What safeguards or review processes are in place?
The source text does not describe specific review or vetting processes for AI-generated reports, and the government has not disclosed how it verifies accuracy before sending documents to Congress. The article notes the Pentagon has struggled to deliver mandated reports in a timely way: the Government Accountability Office showed the number of required reports rose from just over 500 in 2000 to more than 1,400 by 2020, and the GAO previously found identifying and assigning reports could take between three and six months. The piece also cites broader institutional caution: outside organizations such as KPMG withdrew an AI-produced report after researchers found numerous AI-generated errors and false claims, a cautionary example of how automated drafting can introduce mistakes if not adequately vetted.
Why it matters
The surge in AI use intersects with Congress’s oversight role and a rising workload for the Pentagon. Mandated reports are a core accountability mechanism for how the military spends taxpayer dollars, and the department has requested a $1.5 trillion budget for fiscal year 2027. If AI-generated drafts contain errors or mischaracterizations, those mistakes could undermine oversight. At the same time, leaders inside the department present the tools as a practical response to an exploding reporting burden and staffing constraints.
What to watch
Watch whether the Department of Defense publishes formal review procedures for AI-generated congressional reports and whether it discloses contract details tied to its May 1 agreements to deploy AI tools on classified networks. On May 1 the department announced agreements with eight companies to extend AI for lawful operational use on classified networks, naming SpaceX, OpenAI, Google, Nvidia, Reflection AI, Microsoft, Amazon Web Services, and Oracle; the government has not divulged how much it is paying under those contracts. Tracking any public guidance or audit results that show how AI drafts are checked will reveal whether the department balances speed gains with the accuracy oversight requires.

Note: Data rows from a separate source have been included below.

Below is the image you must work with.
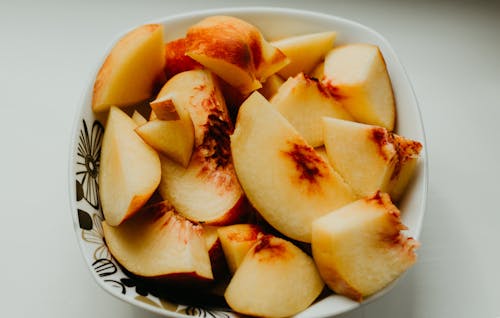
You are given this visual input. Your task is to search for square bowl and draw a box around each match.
[69,7,427,318]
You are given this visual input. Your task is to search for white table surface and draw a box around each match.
[0,0,500,318]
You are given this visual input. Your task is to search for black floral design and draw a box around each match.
[82,213,111,260]
[92,258,118,277]
[76,120,104,209]
[185,306,231,318]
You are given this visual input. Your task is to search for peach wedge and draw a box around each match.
[92,24,165,112]
[231,92,356,242]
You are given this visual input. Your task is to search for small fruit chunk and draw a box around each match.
[217,224,262,274]
[99,107,161,226]
[224,235,324,317]
[312,192,419,301]
[310,62,325,81]
[165,38,203,79]
[323,118,422,201]
[323,44,396,131]
[102,203,213,284]
[259,74,285,100]
[159,70,244,225]
[231,92,356,242]
[136,96,194,167]
[271,32,337,79]
[186,16,288,95]
[92,24,165,112]
[271,73,353,147]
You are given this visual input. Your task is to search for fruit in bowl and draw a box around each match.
[70,8,426,317]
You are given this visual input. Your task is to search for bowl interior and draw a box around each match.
[69,8,427,318]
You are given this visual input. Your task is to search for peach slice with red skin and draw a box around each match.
[224,235,324,317]
[312,192,419,301]
[186,16,289,95]
[165,38,203,79]
[159,70,245,225]
[231,92,356,242]
[217,224,263,274]
[102,202,213,286]
[323,118,422,201]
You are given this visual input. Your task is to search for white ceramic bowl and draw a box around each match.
[69,7,427,318]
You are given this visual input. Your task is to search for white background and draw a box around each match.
[0,0,500,318]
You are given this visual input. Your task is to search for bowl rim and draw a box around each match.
[68,6,429,318]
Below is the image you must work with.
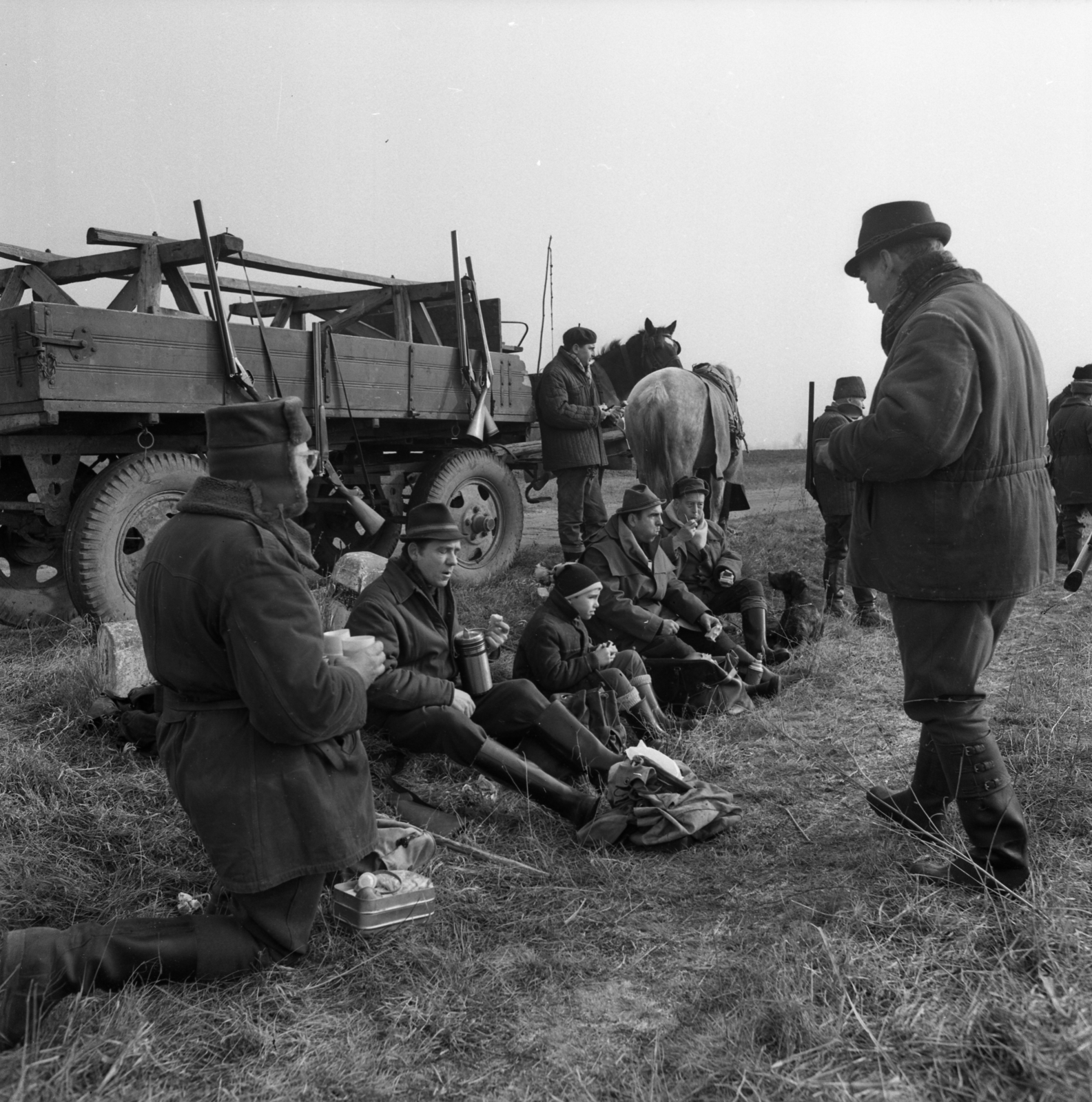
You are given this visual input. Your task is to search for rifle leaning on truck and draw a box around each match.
[803,382,818,501]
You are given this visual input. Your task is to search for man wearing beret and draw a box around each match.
[816,202,1055,889]
[348,501,623,826]
[660,475,789,665]
[535,325,617,562]
[1047,364,1092,569]
[581,483,753,709]
[0,398,384,1048]
[814,375,888,627]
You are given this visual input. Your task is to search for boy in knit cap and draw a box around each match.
[513,562,667,735]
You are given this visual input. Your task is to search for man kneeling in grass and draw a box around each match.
[0,398,384,1048]
[348,503,624,826]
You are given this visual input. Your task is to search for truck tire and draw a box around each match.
[63,452,205,621]
[410,448,524,585]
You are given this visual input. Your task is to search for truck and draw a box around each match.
[0,222,629,626]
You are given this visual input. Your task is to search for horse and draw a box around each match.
[592,318,682,406]
[626,365,746,522]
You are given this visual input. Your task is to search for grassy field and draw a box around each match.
[0,453,1092,1102]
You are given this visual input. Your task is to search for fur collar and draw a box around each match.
[178,475,318,570]
[879,250,982,355]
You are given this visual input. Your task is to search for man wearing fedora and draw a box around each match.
[535,325,617,562]
[814,375,888,627]
[816,202,1055,889]
[581,483,753,711]
[0,398,384,1049]
[347,503,624,826]
[1047,364,1092,570]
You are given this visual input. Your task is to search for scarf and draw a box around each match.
[178,475,318,570]
[879,251,982,355]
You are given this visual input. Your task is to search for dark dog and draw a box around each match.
[767,570,823,647]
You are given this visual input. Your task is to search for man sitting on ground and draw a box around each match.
[348,503,623,826]
[583,483,748,707]
[660,475,789,665]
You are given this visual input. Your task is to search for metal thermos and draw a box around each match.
[455,628,493,696]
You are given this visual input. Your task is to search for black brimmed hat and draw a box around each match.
[402,501,463,543]
[845,200,952,279]
[618,483,664,516]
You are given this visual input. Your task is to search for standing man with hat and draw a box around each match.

- 2000Mandated reports baseline
GAO: just over 500 congressionally mandated reports in 2000.
- 2020Mandated reports spike
GAO: more than 1,400 congressionally mandated reports by 2020.
- December 2025GenAI.mil availability
GenAI.mil made AI tools, starting with Google Cloud’s Gemini for Government, available across the department.
- December 2025Early user count
Pentagon CTO said 80,000 Department of Defense personnel were using commercial AI tools through GenAI.mil.
- April 23, 2026Box Federal Summit comment
Jacob Glassman said a team told to 'use GenAI.mil' returned with 'the best report we’ve written in the past five years.'
- May 1, 2026Agreements for classified networks
Department announced agreements with eight companies to deploy AI tools on classified networks; companies named include SpaceX, OpenAI, Google, Nvidia, Reflection AI, Microsoft, AWS, and Oracle.
- June 12, 2026Hudson Institute remarks
Pentagon CTO Emil Michael described using AI to draft a congressional report 'in five hours' instead of '200 hours' of staffing time.
- June 2026Expanded user count
Pentagon CTO said usage rose to 1.5 million Department of Defense personnel using commercial AI tools through GenAI.mil.